Bien souvent, le Pape, en s'adressant à tel ou tel évêque se contentait de reconnaître, implicitement et a posteriori, non seulement la validité, mais aussi la licéité des sacres épiscopaux.
C'est seulement après le schisme orthodoxe, et eu égard à l'amélioration des communications, que le Pape a décidé qu'un prêtre ne pourrait plus être sacré évêque sans son autorisation explicite et a priori.
2) le mandat pontifical n'est donc pas d'institution divine, même si le pouvoir de juridiction, qui permet au Pape d'instituer ce mandat, est, lui, d'institution divine : "Tu es Pierre et sur cette pierre je bâtirai mon Eglise et les portes de l'Enfer ne prévaudront point contre elle !"
N'étant pas d'institution divine, on peut, dans le cadre d'un "état de nécessité", cas reconnu par l'Eglise, dans certaines situations ou circonstances bien particulières, se passer de ce mandat.
Si on ne peut désobéir à Dieu, on peut, en revanche, désobéir aux hommes, car il faut plutôt obéir à Dieu qu'aux hommes !
3) C'est le pape Nicolas II (1058 - 1061), pape français, élu à Sienne par les Cardinaux et qui n’était pas cardinal lui-même. qui interdit la nomination des évêques sans autorisation papale.

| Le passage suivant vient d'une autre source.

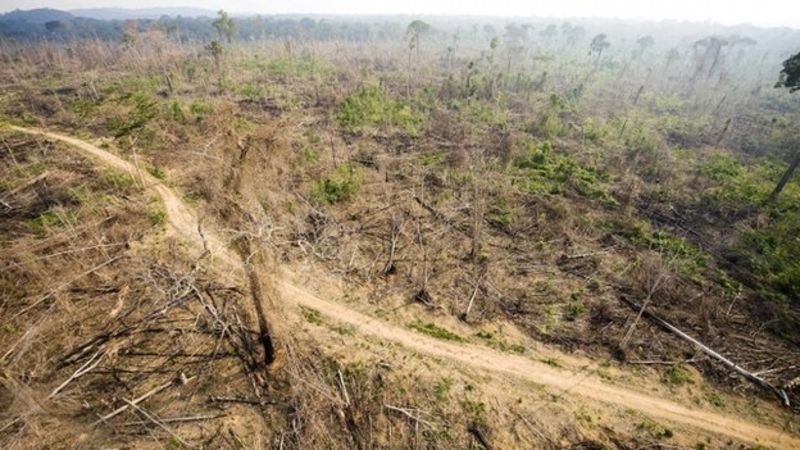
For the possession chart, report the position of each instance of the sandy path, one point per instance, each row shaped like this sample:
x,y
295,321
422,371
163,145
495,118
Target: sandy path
x,y
184,220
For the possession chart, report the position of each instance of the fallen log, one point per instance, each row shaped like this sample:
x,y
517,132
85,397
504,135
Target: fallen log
x,y
755,379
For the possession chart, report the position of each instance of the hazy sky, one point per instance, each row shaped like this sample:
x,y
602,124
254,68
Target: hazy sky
x,y
758,12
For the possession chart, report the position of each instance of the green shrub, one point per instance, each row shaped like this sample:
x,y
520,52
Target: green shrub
x,y
541,171
342,185
677,375
201,108
370,106
144,110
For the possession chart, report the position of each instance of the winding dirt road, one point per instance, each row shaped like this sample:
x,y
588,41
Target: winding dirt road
x,y
184,220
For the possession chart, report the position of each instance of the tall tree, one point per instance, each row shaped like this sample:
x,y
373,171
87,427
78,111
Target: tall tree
x,y
644,43
225,25
789,79
599,44
414,31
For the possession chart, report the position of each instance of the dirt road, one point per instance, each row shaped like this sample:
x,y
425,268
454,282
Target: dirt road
x,y
184,221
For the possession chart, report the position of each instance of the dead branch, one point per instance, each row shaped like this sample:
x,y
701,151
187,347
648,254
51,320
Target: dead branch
x,y
755,379
138,400
86,368
59,288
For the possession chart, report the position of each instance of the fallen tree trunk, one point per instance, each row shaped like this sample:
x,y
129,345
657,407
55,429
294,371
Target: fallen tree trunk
x,y
755,379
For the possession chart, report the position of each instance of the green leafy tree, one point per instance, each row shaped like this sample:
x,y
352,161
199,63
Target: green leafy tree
x,y
790,75
414,31
225,25
789,79
599,44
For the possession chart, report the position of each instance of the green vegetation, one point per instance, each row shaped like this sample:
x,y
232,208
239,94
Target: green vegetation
x,y
371,107
677,375
342,185
312,316
442,389
144,110
539,170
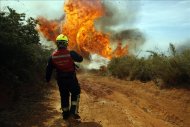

Les décisions qu'il prend, dont celle du mandat pontifical pour le sacre des évêques, interviennent après la rupture avec Constantinople en 1054 et le fait que le pape lui-même n'est plus désigné par l'empereur, mais élu par les Cardinaux.
Le mandat n'est pas une condition de la validité du sacre. Il est simplement désormais exigé par le pape qui souhaite mieux contrôler l'institution qu'il dirige.
4) Entre 1268 et 1271, lors de la longue vacance du Siège de Pierre, de nombreux évêques sont sacrés sans mandat pontifical.
5) En Chine, dans l'Eglise clandestine, et dans le bloc de l'Est pendant la Guerre froide, de nombreux évêques sont sacrés clandestinement.
6) Les accords signés par Mgr Lefebvre et le cardinal Ratzinger en mai 1988 prévoyaient la nomination d'au moins un évêque.
7) Mgr Lefebvre n'était pas un petit garçon qui n'obéit pas à son papa. En sa qualité de délégué apostolique pour toute l'Afrique francophone de 1947 à 1959, c'est lui qui désignait et parfois sacrait les prêtres qui devaient recevoir l'épiscopat, Rome se contentant de ratifier.
8) Le mandat pontifical est purement formel. Le pape ne connaît pas les prêtres qui vont être sacrés évêques. Ces prêtres sont cooptés par les Conférences épiscopales. Quand le pape choisit lui-même un candidat, il arrive que les Conférences épiscopales se révoltent et que le pape soit obligé de renoncer à son candidat, comme cela s'est passé en Autriche et en Pologne, pour des raisons différentes, sous le pontificat de Benoît XVI. C'est un moyen pour les Conférences de ne nommer que des copains modernistes !
9) Les sacres orthodoxes sont valides.
En tout état de cause, mieux vaut laisser naître un scandale que trahir la Vérité (St Grégoire le Grand).
Exemple d'un prêtre sacré clandestinement sans mandat : Mgr Korec.